Beni en çok etkileyen ve duygulandıran bir olay var. Bunu açıklamak istiyorum. Oyuna üç gün kala, genel provaları yaparken, oyunda rol alan Şirwan Güler Türkiye’de yaşayan babasının ölüm haberini aldı! Hepimiz çok üzüldük? Provayı durdurduk. Ne yapacaktık? Şirwan olmazsa oyun sahnelenemezdi.

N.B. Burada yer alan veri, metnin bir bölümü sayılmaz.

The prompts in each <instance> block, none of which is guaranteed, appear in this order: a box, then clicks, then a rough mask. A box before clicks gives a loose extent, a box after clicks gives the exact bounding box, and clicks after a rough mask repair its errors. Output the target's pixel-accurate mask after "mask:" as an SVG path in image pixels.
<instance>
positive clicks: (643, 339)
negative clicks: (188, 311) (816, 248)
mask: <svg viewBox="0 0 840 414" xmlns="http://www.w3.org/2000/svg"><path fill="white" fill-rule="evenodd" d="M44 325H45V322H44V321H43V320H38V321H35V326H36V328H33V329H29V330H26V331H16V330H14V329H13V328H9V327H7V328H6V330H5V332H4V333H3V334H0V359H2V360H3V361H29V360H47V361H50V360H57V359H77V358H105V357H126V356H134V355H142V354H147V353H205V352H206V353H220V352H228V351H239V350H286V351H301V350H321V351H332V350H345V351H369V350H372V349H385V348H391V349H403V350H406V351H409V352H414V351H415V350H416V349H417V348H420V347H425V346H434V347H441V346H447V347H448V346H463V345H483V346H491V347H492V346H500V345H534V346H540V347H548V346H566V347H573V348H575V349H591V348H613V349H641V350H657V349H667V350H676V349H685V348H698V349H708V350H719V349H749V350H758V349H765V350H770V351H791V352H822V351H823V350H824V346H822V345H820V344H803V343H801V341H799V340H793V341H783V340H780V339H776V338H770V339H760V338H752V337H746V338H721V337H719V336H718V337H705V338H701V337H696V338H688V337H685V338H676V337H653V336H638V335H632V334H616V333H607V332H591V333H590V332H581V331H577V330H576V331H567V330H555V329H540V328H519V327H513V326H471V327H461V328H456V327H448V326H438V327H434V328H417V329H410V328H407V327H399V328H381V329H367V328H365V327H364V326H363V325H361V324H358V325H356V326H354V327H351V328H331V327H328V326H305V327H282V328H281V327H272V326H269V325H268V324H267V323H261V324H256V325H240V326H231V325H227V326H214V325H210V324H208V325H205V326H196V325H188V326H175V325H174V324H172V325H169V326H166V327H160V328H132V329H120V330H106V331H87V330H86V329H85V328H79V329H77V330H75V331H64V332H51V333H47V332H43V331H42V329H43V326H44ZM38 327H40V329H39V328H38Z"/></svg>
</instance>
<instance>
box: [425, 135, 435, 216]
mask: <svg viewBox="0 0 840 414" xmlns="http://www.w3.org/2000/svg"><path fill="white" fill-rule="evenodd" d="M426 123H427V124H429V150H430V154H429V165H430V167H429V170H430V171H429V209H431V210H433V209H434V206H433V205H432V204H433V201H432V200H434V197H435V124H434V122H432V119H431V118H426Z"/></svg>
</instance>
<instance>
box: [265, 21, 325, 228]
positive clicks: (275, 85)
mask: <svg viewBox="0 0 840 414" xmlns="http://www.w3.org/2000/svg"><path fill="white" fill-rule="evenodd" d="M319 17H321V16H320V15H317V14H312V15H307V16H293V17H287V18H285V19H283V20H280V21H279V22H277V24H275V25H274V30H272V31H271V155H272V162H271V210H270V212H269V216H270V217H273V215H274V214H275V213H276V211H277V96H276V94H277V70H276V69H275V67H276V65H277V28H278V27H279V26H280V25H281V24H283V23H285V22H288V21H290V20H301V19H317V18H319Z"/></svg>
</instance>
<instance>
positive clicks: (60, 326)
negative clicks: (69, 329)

Şirwan söz aldı ve şunları söyledi:
“Benim babam devrimci bir insandı. Kadın haklarını savunuyordu. Ben babamın cenaze törenine gitmeyeceğim. Oyunumuzun yarım kalmasını istemiyorum. Eğer gidersem, oyun oynanmazsa babamın kemikleri sızlar,” dedi ve Türkiye’ye gitmedi. Acılı olduğu halde rolünü heyecanla yaptı. Dün gece Düsseldorf gösterisinden sonra kendisini Düsseldorf havaalanından yolcu ettik. Şirwan’ın davranışı, cesareti, sabrı, metaneti beni çok etkiledi. Sevgili Şirwan ben senin adını “Direnç, irade ve 8 Mart kadını” koydum!
8 Mart 2024 akşamı Dortmund’daki gösteriye 700 kadar seyirci geldi.
Düsseldorf Göçmen Kadınlar Derneği’nin davetiyle 9 Mart 2024 akşamı oyunu Düsseldorf’ta sahneledik. 300 kişilik biletler bir hafta önce bitmişti.
Düsseldorf Göçmen Kadınlar Derneği’nin göstermiş olduğu dayanışma duygusuna Esma Ceylan Çakır’ın şahsında bütün emeği geçen kadın arkadaşlarımıza teşekkür ediyorum. Kadınların dayanışması çok değerlidir.
Bu gösterilerden sonra dün ve bugün çeşitli yerlerden arkadaşlar ‘Biz bilet bulamadık, oyunu seyredemedik, bizim şehrimizde de sahneleyin,’ diyorlar. Bu teklifleri değerlendireceğiz. Gelen olumlu yankılar bizi çok mutlu etti ve güç verdi. Daha güzel oyunlarla devam etmek istiyoruz. Bu söyleşi için sana çok teşekkür ederim Kemal Hocam,”
Sevgili Elif Demirhan, ben de sana ve tüm tiyatro ekibine saygı, sevgi ve teşekkürlerimi sunuyorum. Yeni çalışmalarınızda başarılar dilerim.